Teach This Poem is a weekly series featuring a poem from our online poetry collection, accompanied by interdisciplinary resources and activities designed to help K-12 teachers quickly and easily bring poetry into the classroom.

Featured Poem

Map of North America

Map of North America
Smith, Roswell Chamberlain, 1797-1875. From Smith's quarto, or second book in geography. A concise and practical system of geography (New York, Cady & Burgess, 1848). p. 16.

 

Lesson VIII: Map of North America

Lesson VIII
Smith, Roswell Chamberlain, 1797-1875. From Smith's quarto, or second book in geography. A concise and practical system of geography (New York, Cady & Burgess, 1848). p. 17.

 

Classroom Activities

The following activities and questions are designed to help your students use their noticing skills to move through the poem and develop their thinking about its meaning with confidence, using what they’ve noticed as evidence for their interpretations. Read more about the framework upon which these activities are based.

 

  1. Warm-up (whip around): Why do we use maps? What maps do you use? Why?  
     
  2. Before Reading the Poem (noticing and pair share): Look carefully at the image of the map of North America. What do you notice? Why might this map have been created? Who might the audience be? Now, look at the second image, of the accompanying Lesson VIII: Map of North America. What do you notice about this image? How does it compare to the map? What do you wonder about these images? 
     
  3. Reading the Poem: Read the poem “Lesson VIII: Map of North America” by  Elizabeth Bradfield silently. What do you notice about the poem? Annotate for any words or phrases that stand out to you or any questions you might have. 
     
  4. Listening to the Poem (enlist two volunteers to read the poem aloud): Listen as the poem is read aloud twice, and write down any additional words and phrases that stand out to you. Call back the lines that you like by saying these lines aloud with a partner.
     
  5. Small-group Discussion: Share what you noticed in the poem with your partner and another pair of students. Based on the details you just shared with your small group, how might the images from the beginning of class relate to the poem?

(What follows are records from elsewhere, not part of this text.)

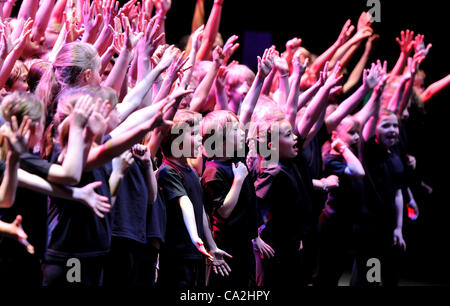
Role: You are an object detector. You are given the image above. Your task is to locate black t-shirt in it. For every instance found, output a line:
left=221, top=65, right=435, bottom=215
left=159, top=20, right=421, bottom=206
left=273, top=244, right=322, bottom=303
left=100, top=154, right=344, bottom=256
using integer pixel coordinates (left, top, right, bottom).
left=323, top=151, right=365, bottom=224
left=147, top=188, right=167, bottom=243
left=158, top=160, right=204, bottom=259
left=360, top=137, right=405, bottom=231
left=111, top=159, right=151, bottom=243
left=0, top=152, right=52, bottom=258
left=255, top=160, right=312, bottom=248
left=46, top=136, right=112, bottom=260
left=202, top=159, right=262, bottom=245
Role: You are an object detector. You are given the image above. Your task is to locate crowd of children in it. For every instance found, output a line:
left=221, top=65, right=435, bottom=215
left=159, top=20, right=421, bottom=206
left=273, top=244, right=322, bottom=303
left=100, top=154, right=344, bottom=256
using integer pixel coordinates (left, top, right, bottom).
left=0, top=0, right=450, bottom=288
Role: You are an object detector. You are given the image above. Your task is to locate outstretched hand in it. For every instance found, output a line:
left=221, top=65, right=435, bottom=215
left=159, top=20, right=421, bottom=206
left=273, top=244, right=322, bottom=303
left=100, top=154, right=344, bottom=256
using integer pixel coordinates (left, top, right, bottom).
left=211, top=249, right=233, bottom=276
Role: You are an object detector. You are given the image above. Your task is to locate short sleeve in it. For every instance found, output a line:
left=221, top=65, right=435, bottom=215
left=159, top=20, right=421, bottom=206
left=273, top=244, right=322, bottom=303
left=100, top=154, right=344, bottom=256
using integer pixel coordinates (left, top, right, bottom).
left=20, top=152, right=52, bottom=179
left=325, top=158, right=347, bottom=176
left=158, top=167, right=187, bottom=201
left=202, top=167, right=229, bottom=211
left=255, top=167, right=277, bottom=200
left=0, top=160, right=6, bottom=180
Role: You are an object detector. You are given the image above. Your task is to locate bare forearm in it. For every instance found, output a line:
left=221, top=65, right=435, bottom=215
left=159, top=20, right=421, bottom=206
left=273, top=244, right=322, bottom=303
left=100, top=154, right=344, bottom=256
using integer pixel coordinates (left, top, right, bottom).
left=326, top=84, right=369, bottom=132
left=190, top=63, right=219, bottom=112
left=191, top=0, right=205, bottom=33
left=390, top=52, right=408, bottom=78
left=261, top=69, right=276, bottom=96
left=32, top=0, right=55, bottom=43
left=297, top=86, right=330, bottom=139
left=395, top=189, right=403, bottom=229
left=421, top=74, right=450, bottom=102
left=103, top=48, right=132, bottom=95
left=197, top=1, right=222, bottom=61
left=17, top=0, right=39, bottom=20
left=297, top=84, right=320, bottom=111
left=100, top=46, right=115, bottom=75
left=278, top=72, right=289, bottom=109
left=239, top=72, right=264, bottom=125
left=342, top=147, right=365, bottom=177
left=50, top=0, right=67, bottom=24
left=286, top=73, right=302, bottom=126
left=342, top=49, right=370, bottom=93
left=0, top=154, right=19, bottom=208
left=217, top=178, right=244, bottom=219
left=94, top=25, right=113, bottom=56
left=311, top=43, right=340, bottom=77
left=178, top=196, right=199, bottom=243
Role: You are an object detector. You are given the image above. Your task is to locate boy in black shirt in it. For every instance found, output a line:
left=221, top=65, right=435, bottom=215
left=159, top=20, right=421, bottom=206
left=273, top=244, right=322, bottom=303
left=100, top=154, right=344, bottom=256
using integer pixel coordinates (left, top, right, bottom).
left=157, top=110, right=231, bottom=288
left=352, top=110, right=406, bottom=286
left=202, top=110, right=263, bottom=288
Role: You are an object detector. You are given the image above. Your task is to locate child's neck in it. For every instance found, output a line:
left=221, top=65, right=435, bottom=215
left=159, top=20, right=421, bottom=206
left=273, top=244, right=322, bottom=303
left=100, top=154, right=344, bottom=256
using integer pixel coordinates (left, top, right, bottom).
left=167, top=156, right=189, bottom=167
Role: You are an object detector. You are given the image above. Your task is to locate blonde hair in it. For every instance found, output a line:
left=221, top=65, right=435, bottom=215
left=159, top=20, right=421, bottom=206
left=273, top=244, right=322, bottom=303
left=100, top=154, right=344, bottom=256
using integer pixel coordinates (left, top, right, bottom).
left=42, top=86, right=118, bottom=158
left=0, top=91, right=44, bottom=160
left=36, top=42, right=100, bottom=121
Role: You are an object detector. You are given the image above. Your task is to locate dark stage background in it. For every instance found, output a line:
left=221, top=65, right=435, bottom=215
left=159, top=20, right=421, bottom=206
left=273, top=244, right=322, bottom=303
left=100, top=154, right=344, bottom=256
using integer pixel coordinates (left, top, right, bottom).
left=12, top=0, right=450, bottom=285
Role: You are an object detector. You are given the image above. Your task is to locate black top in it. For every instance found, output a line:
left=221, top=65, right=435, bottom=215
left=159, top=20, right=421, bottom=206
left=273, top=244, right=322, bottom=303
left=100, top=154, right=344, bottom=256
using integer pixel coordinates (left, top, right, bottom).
left=255, top=153, right=312, bottom=248
left=111, top=159, right=151, bottom=243
left=202, top=159, right=262, bottom=245
left=158, top=160, right=205, bottom=259
left=360, top=137, right=405, bottom=231
left=0, top=152, right=52, bottom=258
left=323, top=151, right=364, bottom=224
left=46, top=136, right=112, bottom=260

Why? 
     
  6. Whole-class Discussion(Teachers, share that this poem is an erasure poem, which means that the poet removed certain words and phrases but left the structure of the original text intact.) What do you think is the significance of the lines “Boundaries Bound United Bound / the New ? Bound possessions?” How does what you have just learned about erasure poetry affect or not affect the way that you read this poem?
     
  7. Extension for Grades 7-8: Choose another of Elizabeth Bradfield’s poems to read. Write an essay that compares and contrasts the chosen poem with “Lesson VIII: Map of North America.” Be sure to explore structure and theme.  
     
  8. Extension for Grades 9-12: With your partner, read Yesenia Montilla’s poem “Maps” here. Then, discuss how these poems might become visual maps. Create a map for each poem. What would be represented in each map? What would be left out? Why? Present your maps to your class. 

 

More Context for Teachers 

Take a look at Emerge, an online tool that enables students to make, save, and send erasure poems by selecting words to surface from a source text. This tool is presented in partnership with the Wick Poetry Center at Kent State University and features source texts related to democracy.